Intégration des personnes immigrantes en emploi : la flexibilité comme clé de la rétention

2017-11-28

Intégration des personnes immigrantes en emploi : la flexibilité comme clé de la rétention

L’intégration de nouveaux employés dans une organisation est un processus qui peut avoir un effet sur le bien-être et le maintien en emploi des recrues issues de l’immigration. Directeur d’un centre d’appels de la région de Québec, l’étudiant à la maîtrise en gestion des personnes en milieu de travail Samuel Quirion a identifié les principaux facteurs pouvant influencer l’intégration des immigrants.

Samuel Quirion est étudiant à la maîtrise en gestion des personnes en milieu de travail. (Photo : Véronique Poulin)
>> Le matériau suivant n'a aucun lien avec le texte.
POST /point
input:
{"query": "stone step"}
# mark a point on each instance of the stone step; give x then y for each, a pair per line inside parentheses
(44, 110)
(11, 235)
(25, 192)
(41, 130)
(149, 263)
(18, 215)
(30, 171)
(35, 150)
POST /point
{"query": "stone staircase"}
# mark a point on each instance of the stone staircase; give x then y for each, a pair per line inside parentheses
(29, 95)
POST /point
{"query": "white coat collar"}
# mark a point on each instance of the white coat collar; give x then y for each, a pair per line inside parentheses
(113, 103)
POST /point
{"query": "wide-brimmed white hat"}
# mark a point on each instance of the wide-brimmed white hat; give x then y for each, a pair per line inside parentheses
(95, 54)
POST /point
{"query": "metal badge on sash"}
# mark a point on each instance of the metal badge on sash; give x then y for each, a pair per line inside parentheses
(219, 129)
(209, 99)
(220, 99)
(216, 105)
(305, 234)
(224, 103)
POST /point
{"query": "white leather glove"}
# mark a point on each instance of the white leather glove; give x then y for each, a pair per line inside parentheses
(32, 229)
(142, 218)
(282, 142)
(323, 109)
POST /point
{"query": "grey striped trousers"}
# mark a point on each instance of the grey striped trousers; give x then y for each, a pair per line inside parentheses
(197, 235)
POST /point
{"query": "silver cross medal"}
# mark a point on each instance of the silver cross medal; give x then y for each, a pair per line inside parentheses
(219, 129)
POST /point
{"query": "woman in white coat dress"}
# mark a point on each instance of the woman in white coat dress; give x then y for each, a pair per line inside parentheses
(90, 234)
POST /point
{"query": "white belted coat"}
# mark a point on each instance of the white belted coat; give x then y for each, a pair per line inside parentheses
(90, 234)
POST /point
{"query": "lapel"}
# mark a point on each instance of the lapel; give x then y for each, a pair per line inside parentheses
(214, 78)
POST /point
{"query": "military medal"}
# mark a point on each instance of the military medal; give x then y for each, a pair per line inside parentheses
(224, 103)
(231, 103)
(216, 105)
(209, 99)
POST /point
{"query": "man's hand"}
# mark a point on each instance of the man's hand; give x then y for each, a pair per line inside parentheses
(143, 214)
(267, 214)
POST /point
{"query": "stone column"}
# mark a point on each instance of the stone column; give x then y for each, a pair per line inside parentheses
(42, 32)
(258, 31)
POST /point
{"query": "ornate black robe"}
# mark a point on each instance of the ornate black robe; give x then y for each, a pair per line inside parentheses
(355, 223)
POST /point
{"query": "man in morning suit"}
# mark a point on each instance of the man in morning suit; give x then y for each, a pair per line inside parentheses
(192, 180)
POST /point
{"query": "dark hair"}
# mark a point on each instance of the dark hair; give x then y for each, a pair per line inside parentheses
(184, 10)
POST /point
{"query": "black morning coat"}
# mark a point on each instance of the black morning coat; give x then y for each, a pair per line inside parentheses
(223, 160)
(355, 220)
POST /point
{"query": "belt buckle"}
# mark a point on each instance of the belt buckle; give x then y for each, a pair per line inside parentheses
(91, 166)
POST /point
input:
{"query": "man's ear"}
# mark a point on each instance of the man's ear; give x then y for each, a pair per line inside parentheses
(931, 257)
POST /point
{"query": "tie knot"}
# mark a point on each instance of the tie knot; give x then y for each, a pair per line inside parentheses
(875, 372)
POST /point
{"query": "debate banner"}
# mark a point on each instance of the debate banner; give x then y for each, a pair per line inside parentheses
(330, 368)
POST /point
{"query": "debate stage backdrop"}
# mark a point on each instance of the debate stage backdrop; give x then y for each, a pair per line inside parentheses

Le contexte de travail des centres d’appels est particulier sur plusieurs aspects. Bon nombre de nouveaux arrivants optent pour un tel lieu d’emploi, parce que les postes qui y sont offerts constituent une porte d’entrée pour gravir les échelons. Cependant, dès leur arrivée, les employés sont soumis à des mesures rigides de contrôle, des normes élevées de rendement et à un haut niveau d’exigence de la part des consommateurs. « Les téléconseillers doivent à la fois offrir une qualité de service à la clientèle hors pair tout en respectant un protocole hyper rigoureux. Ils interviennent avec des clients de partout au Québec, et pour certains, il est ardu de développer une relation de confiance avec le client sans avoir de référents culturels québécois », explique M. Quirion.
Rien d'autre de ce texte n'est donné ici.